Yemen İç Savaşı (2014-devam ediyor): On binlerce kişinin ölümüne yol açtı.

Rusya-Ukrayna Savaşı (2022- devam ediyor): Binlerce kişi hayatını kaybetti ve milyonlarca insan yerinden edildi.

Suriye İç Savaşı (2011- devam ediyor): Yüz binlerce insanın hayatını kaybetmesine, milyonlarca kişinin yaralanmasına ve mülteci durumuna düşmesine yol açtı. Savaş bitti gibi görünse de alevilere yönelik kıyım devam ediyor.

Peki insanlarım, 

Gazze’de ve Suriye’de yıllardır süren savaşlar, sadece birer siyasi çatışma mı? Hayır. Savaş, her zaman güç odaklarının çıkarlarını korumak için zayıfları ezdiği bir kıyımdır. Kimi zaman dini, kimi zaman etnik farklılıklar bahane edilerek önce bir toplumun itibarsızlaştırıldığı, sonra diğer toplumların onlara duyarsızlaştırıldığı ve can alarak beslenen bir grubunmasum insanların üzerine salındığı bir süreçtir. Hiç ders alınmayan ve  yüzyıllardır süren bir döngüdür savaş. Ölenler hep aynı: Çocuklar, analar, babalar, masum siviller... Katliamı yapanlar hep aynı, ve katliamı yaptıranlar da hep aynı. Suriye’de yaşananlar da bundan farklı değil. Tarafların kim olduğundan bağımsız, asıl mesele bu zulmün ne zaman duracağıdır.

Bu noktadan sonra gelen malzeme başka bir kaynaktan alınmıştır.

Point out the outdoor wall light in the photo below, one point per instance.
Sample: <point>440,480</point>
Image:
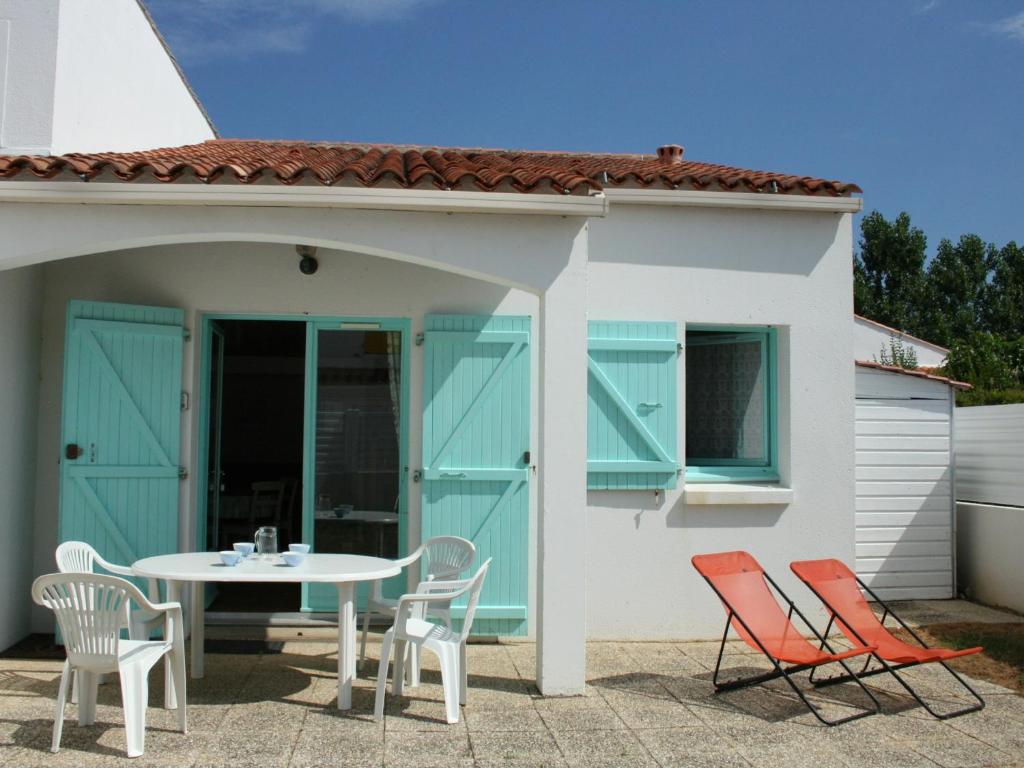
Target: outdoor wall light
<point>307,259</point>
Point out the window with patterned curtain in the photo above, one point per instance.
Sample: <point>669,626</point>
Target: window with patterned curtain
<point>730,404</point>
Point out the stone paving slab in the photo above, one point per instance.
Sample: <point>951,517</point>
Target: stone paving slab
<point>645,705</point>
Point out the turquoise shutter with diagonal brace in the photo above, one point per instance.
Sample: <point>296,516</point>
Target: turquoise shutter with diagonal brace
<point>476,454</point>
<point>631,414</point>
<point>121,423</point>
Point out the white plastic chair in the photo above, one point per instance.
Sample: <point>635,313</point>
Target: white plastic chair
<point>446,557</point>
<point>411,629</point>
<point>91,609</point>
<point>79,557</point>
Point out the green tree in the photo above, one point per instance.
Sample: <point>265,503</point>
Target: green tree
<point>1005,305</point>
<point>956,289</point>
<point>889,271</point>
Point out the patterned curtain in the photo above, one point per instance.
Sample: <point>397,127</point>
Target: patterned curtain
<point>725,400</point>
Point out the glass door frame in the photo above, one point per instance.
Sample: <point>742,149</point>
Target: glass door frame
<point>313,325</point>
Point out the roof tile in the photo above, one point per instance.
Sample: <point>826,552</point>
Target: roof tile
<point>242,161</point>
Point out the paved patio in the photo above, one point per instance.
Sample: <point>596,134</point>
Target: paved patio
<point>646,705</point>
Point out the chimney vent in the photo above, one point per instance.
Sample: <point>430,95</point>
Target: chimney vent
<point>670,154</point>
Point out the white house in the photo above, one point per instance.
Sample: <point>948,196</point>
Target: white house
<point>596,366</point>
<point>871,340</point>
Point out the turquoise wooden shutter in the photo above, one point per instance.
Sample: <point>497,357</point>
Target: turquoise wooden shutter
<point>475,454</point>
<point>122,410</point>
<point>631,413</point>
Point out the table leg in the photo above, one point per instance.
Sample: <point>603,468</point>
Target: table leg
<point>199,629</point>
<point>346,643</point>
<point>170,700</point>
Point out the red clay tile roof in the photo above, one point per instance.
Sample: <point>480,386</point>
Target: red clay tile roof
<point>921,373</point>
<point>413,167</point>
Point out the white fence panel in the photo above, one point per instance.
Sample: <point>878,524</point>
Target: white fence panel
<point>989,443</point>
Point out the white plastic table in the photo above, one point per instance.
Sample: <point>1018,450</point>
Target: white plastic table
<point>341,570</point>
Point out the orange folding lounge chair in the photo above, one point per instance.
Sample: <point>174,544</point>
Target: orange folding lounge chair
<point>840,590</point>
<point>754,612</point>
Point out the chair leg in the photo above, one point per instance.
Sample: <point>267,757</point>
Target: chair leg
<point>450,681</point>
<point>398,678</point>
<point>463,674</point>
<point>134,697</point>
<point>366,631</point>
<point>413,671</point>
<point>382,675</point>
<point>176,658</point>
<point>88,682</point>
<point>61,695</point>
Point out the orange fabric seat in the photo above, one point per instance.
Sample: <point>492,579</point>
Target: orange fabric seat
<point>837,586</point>
<point>739,581</point>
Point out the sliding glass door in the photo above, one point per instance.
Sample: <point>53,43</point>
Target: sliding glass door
<point>355,457</point>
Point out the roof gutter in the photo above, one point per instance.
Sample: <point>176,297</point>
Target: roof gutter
<point>98,193</point>
<point>762,201</point>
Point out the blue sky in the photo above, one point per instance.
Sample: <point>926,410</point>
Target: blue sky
<point>920,101</point>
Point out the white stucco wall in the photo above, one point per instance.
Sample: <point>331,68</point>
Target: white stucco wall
<point>700,265</point>
<point>869,339</point>
<point>20,291</point>
<point>117,89</point>
<point>89,76</point>
<point>246,278</point>
<point>28,61</point>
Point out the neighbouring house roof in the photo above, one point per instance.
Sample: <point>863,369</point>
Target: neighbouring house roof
<point>921,373</point>
<point>250,161</point>
<point>901,334</point>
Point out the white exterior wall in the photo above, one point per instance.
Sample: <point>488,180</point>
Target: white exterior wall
<point>247,278</point>
<point>28,62</point>
<point>89,76</point>
<point>904,485</point>
<point>869,339</point>
<point>989,566</point>
<point>727,266</point>
<point>117,88</point>
<point>20,291</point>
<point>990,503</point>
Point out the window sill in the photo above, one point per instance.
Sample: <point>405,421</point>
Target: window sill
<point>735,494</point>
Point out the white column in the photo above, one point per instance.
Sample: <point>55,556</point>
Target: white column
<point>561,631</point>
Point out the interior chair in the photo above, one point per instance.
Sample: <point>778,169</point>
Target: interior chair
<point>90,610</point>
<point>753,611</point>
<point>79,557</point>
<point>412,630</point>
<point>843,594</point>
<point>444,557</point>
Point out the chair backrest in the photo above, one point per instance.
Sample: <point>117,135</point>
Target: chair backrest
<point>837,587</point>
<point>76,557</point>
<point>739,582</point>
<point>474,598</point>
<point>90,609</point>
<point>448,556</point>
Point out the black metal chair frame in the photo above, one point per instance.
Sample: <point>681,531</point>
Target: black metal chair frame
<point>778,669</point>
<point>893,668</point>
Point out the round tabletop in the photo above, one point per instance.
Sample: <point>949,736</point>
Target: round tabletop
<point>206,566</point>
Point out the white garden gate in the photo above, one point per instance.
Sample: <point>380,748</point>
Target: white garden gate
<point>904,484</point>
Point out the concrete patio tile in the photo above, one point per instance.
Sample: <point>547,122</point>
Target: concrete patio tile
<point>517,719</point>
<point>427,749</point>
<point>579,715</point>
<point>640,711</point>
<point>504,748</point>
<point>591,749</point>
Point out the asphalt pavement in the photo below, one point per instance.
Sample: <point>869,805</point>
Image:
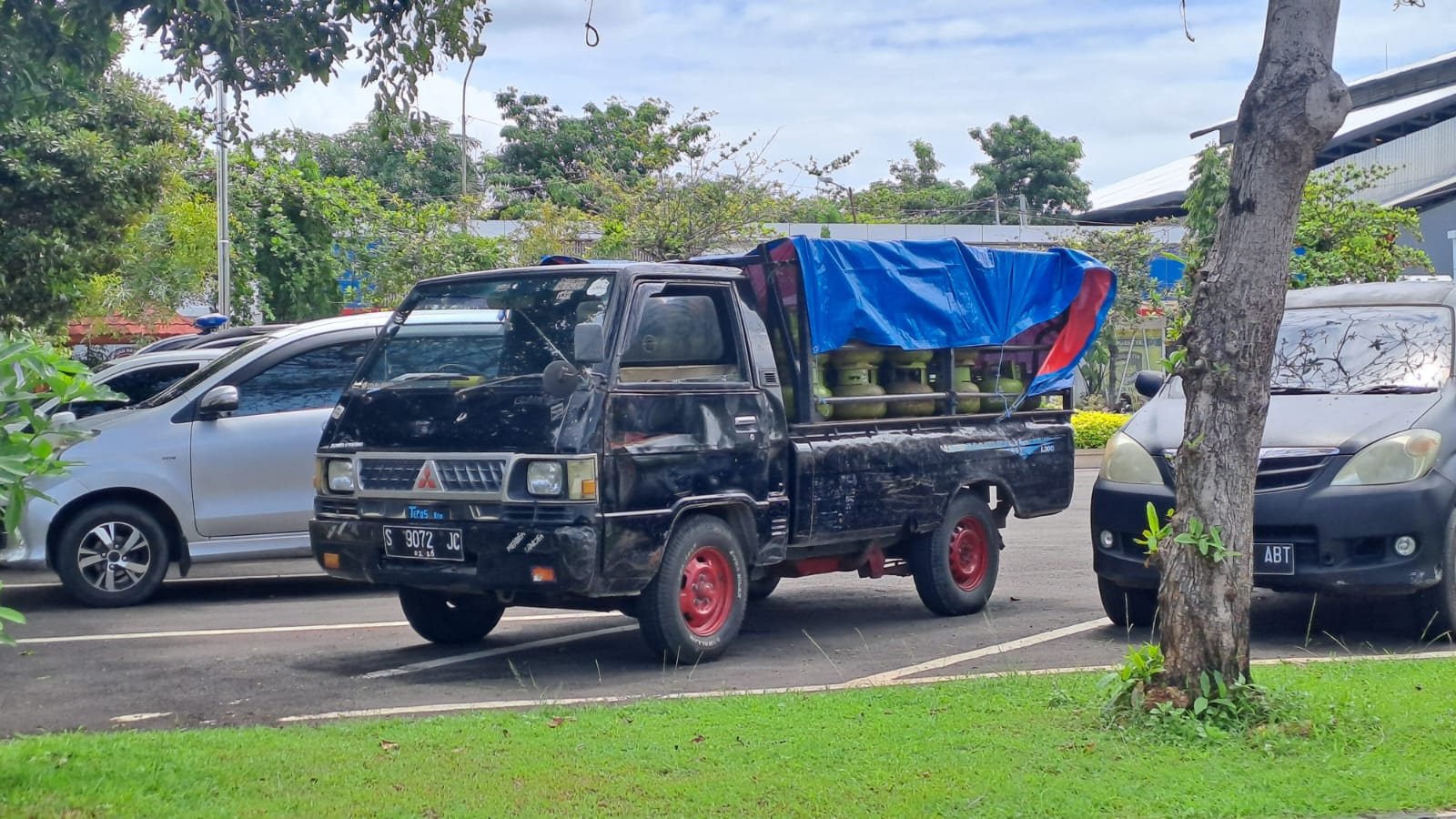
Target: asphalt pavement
<point>277,643</point>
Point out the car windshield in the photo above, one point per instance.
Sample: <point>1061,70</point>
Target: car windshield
<point>1363,350</point>
<point>203,373</point>
<point>485,331</point>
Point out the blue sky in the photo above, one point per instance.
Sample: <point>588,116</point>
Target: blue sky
<point>827,76</point>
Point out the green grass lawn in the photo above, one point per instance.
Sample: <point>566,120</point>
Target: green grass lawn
<point>1368,738</point>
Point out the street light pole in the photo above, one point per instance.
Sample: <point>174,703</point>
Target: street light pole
<point>225,278</point>
<point>477,50</point>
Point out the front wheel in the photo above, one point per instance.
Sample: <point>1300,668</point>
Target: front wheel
<point>113,554</point>
<point>450,618</point>
<point>1127,606</point>
<point>954,567</point>
<point>1434,610</point>
<point>695,605</point>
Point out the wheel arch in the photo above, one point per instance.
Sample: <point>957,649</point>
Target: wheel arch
<point>737,513</point>
<point>121,494</point>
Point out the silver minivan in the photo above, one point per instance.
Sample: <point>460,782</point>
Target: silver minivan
<point>216,467</point>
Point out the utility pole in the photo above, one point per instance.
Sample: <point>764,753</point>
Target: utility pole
<point>225,278</point>
<point>477,50</point>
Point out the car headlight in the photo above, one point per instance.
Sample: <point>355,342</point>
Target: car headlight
<point>1395,460</point>
<point>339,475</point>
<point>543,477</point>
<point>1127,462</point>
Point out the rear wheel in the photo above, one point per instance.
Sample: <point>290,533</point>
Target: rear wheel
<point>956,566</point>
<point>1127,606</point>
<point>450,620</point>
<point>113,554</point>
<point>695,605</point>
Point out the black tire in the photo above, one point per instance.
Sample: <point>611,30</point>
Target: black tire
<point>1433,611</point>
<point>1127,606</point>
<point>695,605</point>
<point>956,566</point>
<point>450,620</point>
<point>113,554</point>
<point>762,588</point>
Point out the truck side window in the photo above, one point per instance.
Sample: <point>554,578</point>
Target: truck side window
<point>683,339</point>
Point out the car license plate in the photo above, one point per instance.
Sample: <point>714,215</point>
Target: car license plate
<point>1273,559</point>
<point>419,542</point>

Suriye’de savaş bitti diyorlar ya, peki ya Suriye’de zulüm bitti mi? Hayır! Şimdi, bu savaşın yeni bir boyutuna şahit oluyoruz. Alevilere yönelik saldırılar, bir halkın yok edilmesine yönelik kanlı bir senaryonun parçası olarak yine önümüze kondu. Tarih, bu kıyımları defalarca gördü; bizler gördük, ama insanlık hiç ders almadı. İnsanlık, bu sonsuz döngüyü izlemekle yetindi. 

Artık değişsin n’olur! Vicdan sahibi herkes, hangi mezhepten olursa olsun, savaşların ve mezhep çatışmalarının karşısında dursun, barışı ve insan onurunu savunsun. Gazze’ye ses çıkarıp, şu an Suriye’de yaşanan katliamı görmezden gelmesin. Bu katliam, sadece alevilerin değil, bu coğrafyanın da değil, tüm insanlığın yarasıdır. Adalet, herkes için sağlanmadıkça, tüm insanlar ayrım yapmadan diğerinin hakkını savunmadıkça bu acılar bitmeyecek. 

O yüzden, daha fazla insan ölmeden, daha fazla çocuk yetim kalmadan, bizlerin, siyasi partilerin, devletlerin ve dünyanın bu trajediye dur demesi gerekiyor. Yoksa tarih, yine aynı sonu utana utana tekrar yazacak!